FIN515 Week 3 Problem Set

| October 22, 2018

Week 3 Problem Set
Answer the following questions and solve the following
problems in the space provided. When you are done, save the file in the format
flastname_Week_3_Problem_Set.docx, where flastname is your first initial and
you last name, and submit it to the appropriate dropbox.
Chapter 7 (pages 225–228):
1.
Your brother wants to borrow $10,000 from you. He has
offered to pay you back $12,000 in a year. If the cost of capital of this
investment opportunity is 10%, what is its NPV? Should you undertake the
investment opportunity? Calculate the IRR and use it to determine the maximum
deviation allowable in the cost of capital estimate to leave the decision
unchanged.

8.
You are considering an investment in a clothes distributor.
The company needs $100,000 today and expects to repay you $120,000 in a year
from now. What is the IRR of this investment opportunity? Given the riskiness
of the investment opportunity, your cost of capital is 20%. What does the IRR
rule say about whether you should invest?

19.
You are a real estate agent thinking of placing a sign
advertising your services at a local bus stop. The sign will cost $5,000 and
will be posted for one year. You expect that it will generate additional
revenue of $500 per month. What is the payback period?

21.
You are deciding between two mutually exclusive investment
opportunities. Both require the same initial investment of $10 million.
Investment A will generate $2 million per year (starting at the end of the
first year) in perpetuity. Investment B will generate $1.5 million at the end
of the first year and its revenues will grow at 2% per year for every year
after that.

a. Which
investment has the higher IRR?
b.
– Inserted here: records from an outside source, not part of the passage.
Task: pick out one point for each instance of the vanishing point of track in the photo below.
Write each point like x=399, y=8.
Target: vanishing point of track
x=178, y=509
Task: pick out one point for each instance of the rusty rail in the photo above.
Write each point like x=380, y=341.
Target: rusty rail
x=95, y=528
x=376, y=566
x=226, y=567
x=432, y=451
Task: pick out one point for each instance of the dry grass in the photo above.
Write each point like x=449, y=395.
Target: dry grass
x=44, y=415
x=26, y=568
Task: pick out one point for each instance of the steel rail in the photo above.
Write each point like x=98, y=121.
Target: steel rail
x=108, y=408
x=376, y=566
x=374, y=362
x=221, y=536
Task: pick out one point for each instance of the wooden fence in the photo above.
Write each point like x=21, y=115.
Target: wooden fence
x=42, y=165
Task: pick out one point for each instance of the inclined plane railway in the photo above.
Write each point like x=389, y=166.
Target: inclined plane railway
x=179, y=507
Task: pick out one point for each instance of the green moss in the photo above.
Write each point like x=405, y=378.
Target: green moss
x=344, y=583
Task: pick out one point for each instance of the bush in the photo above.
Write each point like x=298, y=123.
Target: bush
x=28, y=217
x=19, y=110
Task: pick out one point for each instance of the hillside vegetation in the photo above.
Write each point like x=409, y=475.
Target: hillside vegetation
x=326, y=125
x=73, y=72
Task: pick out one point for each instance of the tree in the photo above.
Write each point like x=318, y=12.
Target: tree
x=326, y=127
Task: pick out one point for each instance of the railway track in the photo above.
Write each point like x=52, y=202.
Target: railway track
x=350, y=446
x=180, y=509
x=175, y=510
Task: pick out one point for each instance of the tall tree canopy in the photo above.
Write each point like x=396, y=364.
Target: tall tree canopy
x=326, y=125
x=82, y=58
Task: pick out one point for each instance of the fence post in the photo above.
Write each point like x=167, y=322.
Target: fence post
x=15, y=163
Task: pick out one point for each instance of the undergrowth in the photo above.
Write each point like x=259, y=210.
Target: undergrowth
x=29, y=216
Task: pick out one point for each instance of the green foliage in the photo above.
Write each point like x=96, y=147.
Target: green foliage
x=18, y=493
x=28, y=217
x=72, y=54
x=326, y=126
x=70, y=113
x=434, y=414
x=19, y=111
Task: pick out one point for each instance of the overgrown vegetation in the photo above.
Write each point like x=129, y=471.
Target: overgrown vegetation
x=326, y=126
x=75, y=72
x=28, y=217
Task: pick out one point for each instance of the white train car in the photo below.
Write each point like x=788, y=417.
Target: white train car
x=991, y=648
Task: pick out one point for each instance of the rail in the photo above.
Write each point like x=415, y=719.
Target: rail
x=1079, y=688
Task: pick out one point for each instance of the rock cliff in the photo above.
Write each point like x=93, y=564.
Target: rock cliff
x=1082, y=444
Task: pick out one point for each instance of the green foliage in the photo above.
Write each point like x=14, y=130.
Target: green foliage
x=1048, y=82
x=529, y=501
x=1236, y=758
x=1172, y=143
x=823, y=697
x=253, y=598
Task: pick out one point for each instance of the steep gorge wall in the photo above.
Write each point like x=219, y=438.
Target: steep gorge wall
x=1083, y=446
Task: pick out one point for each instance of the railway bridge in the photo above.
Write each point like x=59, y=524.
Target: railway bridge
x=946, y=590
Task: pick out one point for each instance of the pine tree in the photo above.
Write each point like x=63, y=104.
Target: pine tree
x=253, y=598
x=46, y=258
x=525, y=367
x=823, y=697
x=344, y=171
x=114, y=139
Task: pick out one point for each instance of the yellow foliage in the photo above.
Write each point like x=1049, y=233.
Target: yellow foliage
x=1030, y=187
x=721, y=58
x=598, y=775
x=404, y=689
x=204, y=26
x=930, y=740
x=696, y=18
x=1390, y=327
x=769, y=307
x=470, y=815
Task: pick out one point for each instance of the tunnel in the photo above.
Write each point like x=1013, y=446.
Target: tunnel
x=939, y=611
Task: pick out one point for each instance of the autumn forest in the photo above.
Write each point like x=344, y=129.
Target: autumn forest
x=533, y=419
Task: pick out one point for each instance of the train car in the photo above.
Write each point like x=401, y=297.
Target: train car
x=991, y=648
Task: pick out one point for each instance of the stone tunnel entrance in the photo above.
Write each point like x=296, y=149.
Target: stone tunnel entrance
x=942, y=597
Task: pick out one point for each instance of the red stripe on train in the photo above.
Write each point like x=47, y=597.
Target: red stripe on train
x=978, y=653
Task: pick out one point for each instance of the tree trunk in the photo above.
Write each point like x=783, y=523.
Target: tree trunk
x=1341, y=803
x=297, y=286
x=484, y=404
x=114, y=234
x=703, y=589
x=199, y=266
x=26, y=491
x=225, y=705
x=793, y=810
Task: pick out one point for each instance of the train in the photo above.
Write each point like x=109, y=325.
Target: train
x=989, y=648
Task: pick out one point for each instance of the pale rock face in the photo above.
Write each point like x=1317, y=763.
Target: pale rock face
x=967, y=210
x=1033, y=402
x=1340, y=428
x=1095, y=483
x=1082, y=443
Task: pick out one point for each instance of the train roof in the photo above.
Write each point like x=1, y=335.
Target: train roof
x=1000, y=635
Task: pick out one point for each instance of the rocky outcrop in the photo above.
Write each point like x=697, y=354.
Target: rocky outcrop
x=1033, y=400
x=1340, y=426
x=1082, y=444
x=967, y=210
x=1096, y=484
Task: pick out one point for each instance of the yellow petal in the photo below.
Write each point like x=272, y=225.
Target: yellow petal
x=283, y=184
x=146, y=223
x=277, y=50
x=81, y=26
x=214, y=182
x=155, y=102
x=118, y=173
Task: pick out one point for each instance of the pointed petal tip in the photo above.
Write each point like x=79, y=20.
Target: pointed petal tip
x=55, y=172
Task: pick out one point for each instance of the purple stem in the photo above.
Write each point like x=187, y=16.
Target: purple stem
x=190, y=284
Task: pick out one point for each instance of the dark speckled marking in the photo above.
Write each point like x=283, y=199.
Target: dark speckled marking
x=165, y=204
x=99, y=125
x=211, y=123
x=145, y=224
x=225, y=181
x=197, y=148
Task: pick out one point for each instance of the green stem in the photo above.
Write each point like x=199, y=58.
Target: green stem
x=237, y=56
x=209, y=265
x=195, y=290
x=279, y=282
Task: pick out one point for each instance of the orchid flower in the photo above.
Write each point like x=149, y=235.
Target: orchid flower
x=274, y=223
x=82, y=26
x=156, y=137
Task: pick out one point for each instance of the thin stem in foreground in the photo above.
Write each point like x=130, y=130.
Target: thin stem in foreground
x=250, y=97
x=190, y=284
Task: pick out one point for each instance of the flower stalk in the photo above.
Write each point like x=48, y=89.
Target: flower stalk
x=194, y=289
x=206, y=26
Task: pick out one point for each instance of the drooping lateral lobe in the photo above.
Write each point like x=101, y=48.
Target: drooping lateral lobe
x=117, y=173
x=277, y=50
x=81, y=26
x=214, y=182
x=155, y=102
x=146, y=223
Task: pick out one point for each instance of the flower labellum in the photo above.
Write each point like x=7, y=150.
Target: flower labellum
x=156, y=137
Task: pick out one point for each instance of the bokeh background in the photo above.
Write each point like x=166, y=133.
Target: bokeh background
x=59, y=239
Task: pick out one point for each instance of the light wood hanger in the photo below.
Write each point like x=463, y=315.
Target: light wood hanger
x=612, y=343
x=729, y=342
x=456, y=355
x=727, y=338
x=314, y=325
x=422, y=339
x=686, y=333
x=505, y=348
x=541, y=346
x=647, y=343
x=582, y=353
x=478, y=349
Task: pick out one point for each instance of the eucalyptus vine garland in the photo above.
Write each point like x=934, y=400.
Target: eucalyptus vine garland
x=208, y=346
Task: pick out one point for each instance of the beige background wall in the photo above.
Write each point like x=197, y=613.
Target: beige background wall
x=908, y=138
Which
investment has the higher NPV when the cost of capital is 7%?
c. In
this case, for what values of the cost of capital does picking the higher
IRR give the correct answer as to which investment is the best
opportunity?

Chapter 8 (260–262)
1.
Pisa Pizza, a seller of frozen pizza, is considering
introducing a healthier version of its pizza that will be low in cholesterol
and contain no trans fats. The firm expects that sales of the new pizza will be
$20 million per year. While many of these sales will be to new customers, Pisa
Pizza estimates that 40% will come from customers who switch to the new,
healthier pizza instead of buying the original version.
a. Assume customers will spend
the same amount on either version. What level of incremental sales is
associated with introducing the new pizza?
b. Suppose that 50% of the
customers who will switch from Pisa Pizza’s original pizza to its healthier
pizza will switch to another brand if Pisa Pizza does not introduce a healthier
pizza. What level of incremental sales is associated with introducing the new
pizza in this case?

6.
Cellular Access, Inc. is a cellular telephone service
provider that reported net income of $250 million for the most recent fiscal
year. The firm had depreciation expenses of $100 million, capital expenditures
of $200 million, and no interest expenses. Working capital increased by $10
million. Calculate the free cash flow for Cellular Access for the most recent
fiscal year.

12.
A bicycle manufacturer currently produces 300,000 units a
year and expects output levels to remain steady in the future. It buys chains
from an outside supplier at a price of $2 a chain. The plant manager believes
that it would be cheaper to make these chains rather than buy them. Direct
in-house production costs are estimated to be only $1.50 per chain. The
necessary machinery would cost $250,000 and would be obsolete after 10 years.
This investment could be depreciated to zero for tax purposes using a 10-year
straight-line depreciation schedule. The plant manager estimates that the
operation would require $50,000 of inventory and other working capital upfront
(year 0), but argues that this sum can be ignored because
it is recoverable at the end of the 10 years. Expected proceeds from scrapping
the machinery after 10 years are $20,000.
If the company pays tax at a rate of 35% and the opportunity
cost of capital is 15%, what is the net present value of the decision to
produce the chains in-house instead of purchasing them from the supplier?